Gestão de fornecedores: tecnologia integra compras e compliance ESG

Nova solução da Greenlegis automatiza avaliações, reduz riscos e amplia a segurança na contratação de parceiros

Escolher um fornecedor errado pode custar caro e, em determinadas situações, gerar consequências que vão além do prejuízo financeiro. Segundo levantamento do McKinsey Global Institute, quase metade dos executivos de cadeia de suprimentos afirma não ter visibilidade sobre riscos que estão além de seus fornecedores diretos. O estudo também aponta que disrupções na cadeia de fornecimento podem consumir o equivalente a 45% do lucro anual de uma empresa ao longo de uma década.

No Brasil, o cenário ganha complexidade diante das hipóteses de responsabilização solidária previstas na legislação. Dependendo da situação, a empresa contratante pode responder junto com o fornecedor por determinadas falhas. Por isso, conhecer parceiros, avaliar riscos e acompanhar sua conformidade deixou de ser apenas uma tarefa operacional e passou a integrar a estratégia de proteção dos negócios.

É nesse contexto que a Greenlegis, plataforma de Governança, Riscos e Compliance (GRC) com mais de dez anos de atuação e cerca de 3.500 clientes em 11 países, apresenta uma nova versão de seu sistema de Gestão de Fornecedores. A ferramenta amplia os processos de avaliação e homologação, permitindo selecionar parceiros com mais rapidez, segurança e alinhamento às exigências técnicas e aos critérios ambientais, sociais e de governança, conhecidos como ESG.

Integração entre compras e área técnica

Uma das principais novidades está na integração entre profissionais responsáveis pelas especificações técnicas e equipes de compras. Em muitos negócios, cada área atua de maneira independente: o setor técnico define o que precisa ser adquirido, enquanto compras busca fornecedores e negocia preços e condições.

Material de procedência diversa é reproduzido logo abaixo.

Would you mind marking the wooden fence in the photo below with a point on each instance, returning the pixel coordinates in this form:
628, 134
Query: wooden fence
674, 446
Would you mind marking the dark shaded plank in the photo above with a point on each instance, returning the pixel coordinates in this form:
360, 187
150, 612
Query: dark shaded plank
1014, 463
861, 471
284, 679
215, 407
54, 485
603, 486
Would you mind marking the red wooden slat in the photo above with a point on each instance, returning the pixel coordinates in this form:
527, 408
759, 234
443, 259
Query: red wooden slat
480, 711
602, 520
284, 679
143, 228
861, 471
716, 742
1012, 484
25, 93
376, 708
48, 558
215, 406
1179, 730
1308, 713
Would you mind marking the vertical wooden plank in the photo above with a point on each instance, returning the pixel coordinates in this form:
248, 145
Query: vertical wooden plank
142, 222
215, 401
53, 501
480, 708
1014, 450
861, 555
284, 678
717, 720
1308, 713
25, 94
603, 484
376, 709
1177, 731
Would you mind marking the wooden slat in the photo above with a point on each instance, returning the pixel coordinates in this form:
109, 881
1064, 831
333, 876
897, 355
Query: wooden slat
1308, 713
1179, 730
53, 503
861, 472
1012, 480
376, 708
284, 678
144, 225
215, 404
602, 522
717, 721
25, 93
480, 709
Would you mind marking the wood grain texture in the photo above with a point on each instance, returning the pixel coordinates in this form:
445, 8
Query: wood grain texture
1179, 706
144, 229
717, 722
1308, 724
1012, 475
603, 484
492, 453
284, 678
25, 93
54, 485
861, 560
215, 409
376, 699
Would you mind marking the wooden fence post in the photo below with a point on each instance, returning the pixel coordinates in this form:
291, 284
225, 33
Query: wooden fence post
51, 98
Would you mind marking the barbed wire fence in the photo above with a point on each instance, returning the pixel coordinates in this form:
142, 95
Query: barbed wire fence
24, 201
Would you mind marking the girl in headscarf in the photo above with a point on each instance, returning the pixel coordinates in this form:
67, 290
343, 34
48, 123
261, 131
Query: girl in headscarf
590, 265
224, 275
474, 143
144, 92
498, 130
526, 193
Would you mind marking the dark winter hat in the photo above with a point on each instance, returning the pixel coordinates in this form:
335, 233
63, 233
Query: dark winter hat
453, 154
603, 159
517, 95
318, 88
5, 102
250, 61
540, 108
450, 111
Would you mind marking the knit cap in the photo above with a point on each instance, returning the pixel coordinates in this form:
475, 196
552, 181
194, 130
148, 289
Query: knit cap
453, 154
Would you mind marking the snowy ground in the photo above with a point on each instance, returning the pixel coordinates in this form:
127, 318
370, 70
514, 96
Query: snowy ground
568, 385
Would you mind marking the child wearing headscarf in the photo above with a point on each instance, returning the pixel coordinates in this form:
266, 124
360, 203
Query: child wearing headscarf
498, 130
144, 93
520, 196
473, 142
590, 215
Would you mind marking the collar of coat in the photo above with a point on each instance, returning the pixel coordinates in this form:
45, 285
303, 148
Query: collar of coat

Essa divisão pode criar conflito entre requisitos que não podem ser flexibilizados e a necessidade de reduzir custos. Quando os critérios não são definidos em conjunto desde o início, fornecedores que não atenderiam às exigências mínimas podem permanecer no processo, gerando retrabalho e atrasando a contratação.

Com a solução da Greenlegis, os critérios podem ser estabelecidos pelas duas áreas desde o começo. Fornecedores que não cumprem os requisitos essenciais são eliminados nas primeiras etapas, permitindo que as equipes concentrem esforços nos parceiros com condições de aprovação.

A empresa também auxilia clientes na construção dos próprios critérios de compra, incluindo requisitos de compliance e ESG. A proposta considera as características de cada setor e o nível de exposição ao risco antes mesmo de uma negociação.

Inteligência artificial na análise de fornecedores

Outro destaque é a automação da due diligence, investigação prévia sobre uma empresa ou pessoa antes de um negócio, considerando aspectos financeiros, legais, ambientais e reputacionais.

A Greenlegis utiliza inteligência artificial treinada com mais de dez anos de histórico regulatório para automatizar parte dessa checagem. A tecnologia cruza informações públicas disponíveis em diferentes bases e plataformas oficiais e gera um relatório de Qualificação em poucos minutos, com dados que ajudam a indicar o nível de risco do fornecedor antes do avanço da negociação.

Depois da seleção dos fornecedores mais bem avaliados, uma segunda camada de análise pode ser realizada. Mais aprofundada e baseada em critérios rigorosos, essa etapa gera o relatório de Homologação, usado como avaliação final para aprovação do parceiro comercial. Quando há necessidade de análise jurídica mais complexa, o processo pode contar com especialistas em legislação.

A proposta é substituir uma rotina ainda realizada, em muitas empresas, por planilhas, e-mails e consultas manuais. Além de consumir tempo, esse modelo aumenta a possibilidade de informações desencontradas, documentos desatualizados e riscos identificados somente depois da contratação.

ENGIE utiliza tecnologia na gestão de terceiros

A tecnologia para administrar fornecedores e terceiros já é realidade em grandes companhias. Um exemplo é a ENGIE, uma das líderes em geração de energia renovável no Brasil.

Antes da solução, cada gestor de contrato utilizava suas próprias planilhas e recebia documentos por e-mail. O processo exigia horas de trabalho para conferências e dificultava a padronização. A tecnologia torna a gestão mais ágil, padronizada e segura nos negócios atuais.